- Omar Sultan Al Olama, KI-Minister der VAE und weltweit erster KI-Minister, teilte auf dem India Global Forum in Dubai seine Ansichten zu KI, Arbeitsplätzen und der Stärke der Generationen.
- Er argumentierte, dass die Altersgruppe der 40- bis 60-Jährigen im Kontext des KI-Booms die „beste Generation“ sei.
- Der Hauptgrund: Sie haben lange genug in der Zeit vor dem Internet gelebt und sind parallel zur digitalen Technologie gereift, was ein seltenes kognitives Gleichgewicht geschaffen hat.
- Laut Al Olama hat die moderne Gesellschaft die „Breite der Intelligenz“ (breadth of intelligence) verloren, die den Menschen einst half, das tägliche Leben ohne Abhängigkeit von Technologie zu bewältigen.
- Er stellte fest, dass Technologie, die später im Leben der Generation 40–60 Einzug hielt, sie in Bezug auf synthetische Denkfähigkeiten „besser“ macht.
- Im Gegensatz dazu fehlt den jüngeren Generationen oft das praktische Wissen, das die vorherige Generation besitzt.
- Al Olama merkte an, dass Menschen in der Zeit vor dem Internet – selbst solche ohne formale Bildung – dank eines tiefen Verständnisses von Natur und Technologie, die direkt mit ihrem Bereich zu tun hatten, Milliardenunternehmen aufbauen konnten.
- Er warnte vor den Risiken der heutigen „hyperspezialisierten“ Welt.
- Wenn Menschen gezwungen sind, sich zu hyperspezialisieren, wird KI seiner Meinung nach Menschen beim Erreichen von Zielen übertreffen.
- KI ist besonders stark in engen Umgebungen mit klaren Strukturen und spezifischen Zielen.
- Daher macht das Setzen einer gesamten Karriere auf extrem enges Fachwissen den Menschen leicht durch KI ersetzbar.
- Rat an die Jugend: Wechsel von „spezifischer Intelligenz“ zu „breiter Intelligenz“.
- Er zitierte Shakespeare: „Ein Hansdampf in allen Gassen ist nirgends Meister“ (A jack of all trades is a master of none), betonte aber den oft weggelassenen zweiten Teil: „Aber oft besser als ein Meister von einer Sache“ (But oftentimes better than a master of one).
- Hauptbotschaft: Im KI-Zeitalter werden synthetisches Denken, mehrdimensionale Erfahrung und interdisziplinäres Verständnis wertvoller denn je.

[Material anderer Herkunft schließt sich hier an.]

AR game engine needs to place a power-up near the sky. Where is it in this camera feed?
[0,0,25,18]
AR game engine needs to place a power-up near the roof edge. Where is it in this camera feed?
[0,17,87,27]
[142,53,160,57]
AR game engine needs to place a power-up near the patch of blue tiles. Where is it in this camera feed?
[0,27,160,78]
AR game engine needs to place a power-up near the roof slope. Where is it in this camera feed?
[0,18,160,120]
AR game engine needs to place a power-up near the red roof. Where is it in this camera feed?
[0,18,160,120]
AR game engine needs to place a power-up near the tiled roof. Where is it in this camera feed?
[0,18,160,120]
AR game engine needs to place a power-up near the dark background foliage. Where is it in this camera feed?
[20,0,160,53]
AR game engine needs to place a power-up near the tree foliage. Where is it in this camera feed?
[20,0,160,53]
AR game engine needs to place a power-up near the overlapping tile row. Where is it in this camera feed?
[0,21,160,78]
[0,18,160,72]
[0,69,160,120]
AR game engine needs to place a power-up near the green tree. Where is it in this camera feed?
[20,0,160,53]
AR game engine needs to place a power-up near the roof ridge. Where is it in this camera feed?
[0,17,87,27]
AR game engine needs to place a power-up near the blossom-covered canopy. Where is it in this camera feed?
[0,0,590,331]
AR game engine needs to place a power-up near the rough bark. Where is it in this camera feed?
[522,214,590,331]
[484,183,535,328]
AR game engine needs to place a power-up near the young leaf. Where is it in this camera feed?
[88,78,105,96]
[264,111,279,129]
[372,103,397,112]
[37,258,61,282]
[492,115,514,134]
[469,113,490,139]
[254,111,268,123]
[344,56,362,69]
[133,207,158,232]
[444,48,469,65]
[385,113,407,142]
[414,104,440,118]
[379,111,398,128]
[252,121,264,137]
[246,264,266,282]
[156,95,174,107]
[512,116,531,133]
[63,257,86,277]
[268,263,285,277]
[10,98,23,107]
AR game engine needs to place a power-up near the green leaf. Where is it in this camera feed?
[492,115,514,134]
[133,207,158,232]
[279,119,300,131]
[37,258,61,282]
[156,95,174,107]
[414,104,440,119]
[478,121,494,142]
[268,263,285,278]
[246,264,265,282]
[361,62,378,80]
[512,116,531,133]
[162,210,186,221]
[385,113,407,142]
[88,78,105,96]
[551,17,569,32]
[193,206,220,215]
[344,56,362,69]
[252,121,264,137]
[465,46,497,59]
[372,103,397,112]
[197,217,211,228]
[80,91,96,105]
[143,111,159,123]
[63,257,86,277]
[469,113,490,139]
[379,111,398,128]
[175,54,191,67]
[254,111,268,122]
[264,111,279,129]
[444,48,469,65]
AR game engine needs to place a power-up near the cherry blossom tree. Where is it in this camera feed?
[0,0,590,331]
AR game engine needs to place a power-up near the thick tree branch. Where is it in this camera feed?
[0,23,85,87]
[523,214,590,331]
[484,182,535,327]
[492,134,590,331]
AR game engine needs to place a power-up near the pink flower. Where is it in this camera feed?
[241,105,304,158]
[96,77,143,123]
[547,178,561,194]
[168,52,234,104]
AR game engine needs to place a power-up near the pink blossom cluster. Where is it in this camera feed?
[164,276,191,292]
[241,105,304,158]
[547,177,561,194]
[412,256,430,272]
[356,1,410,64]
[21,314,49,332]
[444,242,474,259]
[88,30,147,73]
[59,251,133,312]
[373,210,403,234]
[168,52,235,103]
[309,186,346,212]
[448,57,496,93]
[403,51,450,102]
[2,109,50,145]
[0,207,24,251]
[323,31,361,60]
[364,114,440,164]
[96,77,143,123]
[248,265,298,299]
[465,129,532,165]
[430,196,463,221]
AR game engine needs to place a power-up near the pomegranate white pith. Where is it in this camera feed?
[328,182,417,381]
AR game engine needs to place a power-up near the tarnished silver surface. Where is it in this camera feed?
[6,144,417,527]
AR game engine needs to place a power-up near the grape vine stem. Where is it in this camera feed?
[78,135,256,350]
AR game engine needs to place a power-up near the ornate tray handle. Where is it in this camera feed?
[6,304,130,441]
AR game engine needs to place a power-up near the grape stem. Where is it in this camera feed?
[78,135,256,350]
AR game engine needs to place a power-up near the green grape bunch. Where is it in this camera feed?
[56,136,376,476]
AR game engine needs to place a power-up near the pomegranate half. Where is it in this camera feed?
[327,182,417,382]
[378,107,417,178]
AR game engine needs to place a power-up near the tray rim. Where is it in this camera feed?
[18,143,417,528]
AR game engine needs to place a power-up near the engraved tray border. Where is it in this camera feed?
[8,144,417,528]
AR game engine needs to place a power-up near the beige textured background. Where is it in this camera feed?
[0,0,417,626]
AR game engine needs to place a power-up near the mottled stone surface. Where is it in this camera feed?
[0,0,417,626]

📌 Der KI-Minister der VAE, Omar Sultan Al Olama, argumentiert, dass die Altersgruppe der 40- bis 60-Jährigen im KI-Zeitalter einen einzigartigen Vorteil hat, da sie sowohl die Welt vor dem Internet als auch das digitale Zeitalter erlebt hat. Er warnt davor, dass Hyperspezialisierung (Hyper-Specialisation) dazu führt, dass Menschen leicht von KI überholt werden können, während „breite Intelligenz“ (Broad Intelligence) – basierend auf Erfahrung, interdisziplinärem Verständnis und Praxisnähe – eine nachhaltige Fähigkeit ist. Da KI immer mächtiger wird, könnte synthetisches Denken wichtiger sein als enges Fachwissen.